Earth observation based indication for avian species distribution models using the spectral trait concept and machine learning in an urban setting

https://doi.org/10.1016/j.ecolind.2019.106029Get rights and content

Highlights

  • New methodology to create species distribution models (SDM) for bird species.

  • Random forest is the most suitable machine learning technology for the SDMs.

  • Texture metrics are the most important indicator describing bird-breeding ranges.

  • High to medium accuracies (91–59%) for 44 bird species in an urban setting.

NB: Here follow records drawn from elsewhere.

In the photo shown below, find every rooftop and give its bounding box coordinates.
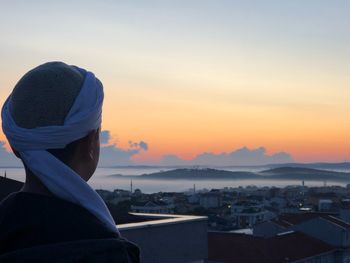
[208,232,335,263]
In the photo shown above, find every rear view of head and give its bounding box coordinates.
[10,62,99,181]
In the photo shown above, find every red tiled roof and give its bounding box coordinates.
[208,232,335,263]
[322,215,350,229]
[272,213,350,229]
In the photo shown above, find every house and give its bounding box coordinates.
[253,212,336,237]
[231,201,269,228]
[199,192,222,208]
[206,231,337,263]
[131,201,175,214]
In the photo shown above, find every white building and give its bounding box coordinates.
[199,192,222,208]
[131,201,175,214]
[231,201,268,228]
[318,199,333,211]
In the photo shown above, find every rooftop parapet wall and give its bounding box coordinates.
[118,213,208,263]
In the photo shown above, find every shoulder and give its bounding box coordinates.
[0,192,118,256]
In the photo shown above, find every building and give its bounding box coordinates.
[118,214,208,263]
[206,231,337,263]
[131,201,175,214]
[199,192,222,208]
[318,199,333,211]
[231,201,269,228]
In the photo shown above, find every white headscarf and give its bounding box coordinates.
[1,68,118,233]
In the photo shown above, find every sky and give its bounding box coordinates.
[0,0,350,165]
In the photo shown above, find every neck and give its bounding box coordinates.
[21,168,52,195]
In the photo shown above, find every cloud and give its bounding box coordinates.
[100,131,111,144]
[0,130,148,167]
[129,141,148,151]
[160,147,294,166]
[0,141,22,167]
[99,130,148,167]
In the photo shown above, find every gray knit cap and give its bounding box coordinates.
[10,62,84,129]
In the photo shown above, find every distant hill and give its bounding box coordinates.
[268,162,350,170]
[0,177,23,201]
[260,167,350,181]
[141,168,261,179]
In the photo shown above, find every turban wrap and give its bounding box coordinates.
[1,67,118,233]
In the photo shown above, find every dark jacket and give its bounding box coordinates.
[0,192,139,263]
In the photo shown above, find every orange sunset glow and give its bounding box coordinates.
[0,1,350,164]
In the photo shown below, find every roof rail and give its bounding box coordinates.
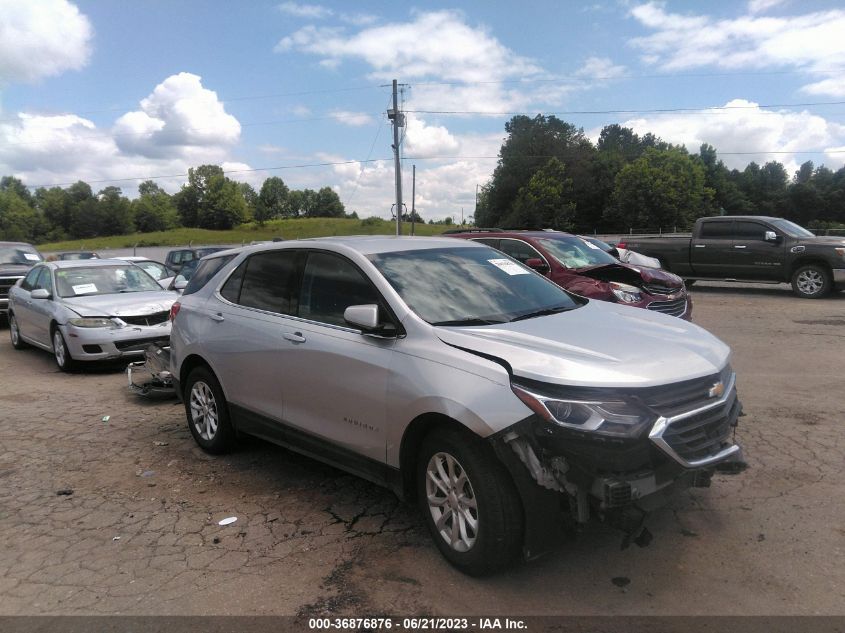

  • Repeatable and cost effective methods for deriving high-resolution SDMs.

Abstract

Birds respond strongly to vegetation structure and composition, yet typical species distribution models (SDMs) that incorporate Earth observation (EO) data use discrete land-use/cover data to model habitat suitability. Since this neglects factors of internal spatial composition and heterogeneity of EO data, we suggest a novel scheme deriving continuous indicators of vegetation heterogeneity from high-resolution EO data.

The deployed concepts encompass vegetation fractions for determining vegetation density and spectral traits for the quantification of vegetation heterogeneity. Both indicators are derived from RapidEye data, thus featuring a continuous spatial resolution of 6.5 m. Using these indicators as predictors, we model breeding bird habitats using a random forest (RF) classifier for the city of Leipzig, Germany using a single EO image.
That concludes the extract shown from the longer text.